Which brings me to elbows in the mud at Boot Camp. Sargent Major SCREAMING, “Whatisyourproblemgetyourassupthatwallandoverthetoporiwillpersonallykickyourbutttheremyself!!!” That is not a positive override, yet it sure as hell enables your body to get up and over the wall. How does that work?

Seems like the brain has a stronger need to win approval from authority figures than fail. So we do it for the Sarge. Or the Teacher. The Boy or Girl Friend. Or our Moms. Or Dads. Or our kids.

Regardless, it’s T&E, the only way to effectively innovate and the one way that is most overlooked by the people who purport to need to innovate the most. The problem seems to be the “E” part of the equation. We tend to not like error. It’s costly and time-consuming. We test for correct answers, not wrong ones. The implicit — and often explicit — message is you need to not fail. So when the authority figures tell you not to fail, you often don’t even try anything that might not work. So — no T&E — only T. Do it right the first time. Failure is not an option. Nothing succeeds like success. Get that gold star!

It makes me crazy, not only because it disables the T&E process when we try to be innovative. If we teach it from the first grade on up through the educational system, it disables the process for all time. So we have a nation of people who no longer TRY because they are afraid to make an ERROR and FAIL. We have a culture, a whole country of people who, for the most part, do not innovate, create, disrupt, do anything new. We’ve gone from “Trial and Error” to “Tried and True.”
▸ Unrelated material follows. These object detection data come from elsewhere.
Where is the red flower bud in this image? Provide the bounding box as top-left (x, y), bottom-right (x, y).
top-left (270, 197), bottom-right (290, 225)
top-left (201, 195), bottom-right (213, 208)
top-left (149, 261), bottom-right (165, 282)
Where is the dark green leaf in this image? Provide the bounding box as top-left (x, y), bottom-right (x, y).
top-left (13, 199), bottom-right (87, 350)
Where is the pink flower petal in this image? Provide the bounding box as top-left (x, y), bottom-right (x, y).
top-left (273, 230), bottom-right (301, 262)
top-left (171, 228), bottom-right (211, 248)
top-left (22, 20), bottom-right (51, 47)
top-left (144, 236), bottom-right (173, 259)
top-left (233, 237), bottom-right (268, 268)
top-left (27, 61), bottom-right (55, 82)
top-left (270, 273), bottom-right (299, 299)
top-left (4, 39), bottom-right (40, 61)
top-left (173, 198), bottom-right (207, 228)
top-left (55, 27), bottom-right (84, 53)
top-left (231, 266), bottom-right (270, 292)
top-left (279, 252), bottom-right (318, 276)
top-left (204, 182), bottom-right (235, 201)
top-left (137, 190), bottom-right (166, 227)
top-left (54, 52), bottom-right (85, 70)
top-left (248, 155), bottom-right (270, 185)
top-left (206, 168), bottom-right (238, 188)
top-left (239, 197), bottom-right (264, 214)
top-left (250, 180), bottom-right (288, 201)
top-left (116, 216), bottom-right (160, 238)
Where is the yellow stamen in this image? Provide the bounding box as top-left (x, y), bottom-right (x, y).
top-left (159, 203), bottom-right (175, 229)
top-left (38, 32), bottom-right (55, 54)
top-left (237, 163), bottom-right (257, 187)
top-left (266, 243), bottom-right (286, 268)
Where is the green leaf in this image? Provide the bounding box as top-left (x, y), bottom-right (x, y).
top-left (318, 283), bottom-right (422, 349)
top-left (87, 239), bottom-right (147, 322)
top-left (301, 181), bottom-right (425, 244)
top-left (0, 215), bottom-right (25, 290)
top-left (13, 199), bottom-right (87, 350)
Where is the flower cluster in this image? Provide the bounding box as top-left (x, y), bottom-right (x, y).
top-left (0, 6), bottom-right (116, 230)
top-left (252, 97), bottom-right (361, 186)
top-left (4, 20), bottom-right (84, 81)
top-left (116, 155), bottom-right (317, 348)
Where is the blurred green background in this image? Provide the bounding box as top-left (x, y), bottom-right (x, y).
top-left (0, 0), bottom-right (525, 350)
You want to learn to innovate or do something new and different and maybe better, faster, and cheaper? Fail you ass off and count your errors as a plus rather than a minus.

Quick story to make a point. Thomas Edison was interviewed after he got the first light bulb to work (i.e., stay lit for more than a minute) and was asked, “How did you manage to keep trying since you tried and failed over 10,000 times to get it right?” He told the reporter, “I have not failed 10,000 times. I have successfully found 10,000 ways that will not work.”

Now, that’s T&E times 10,000. When it comes to innovation, perseverance and persistence add up to success.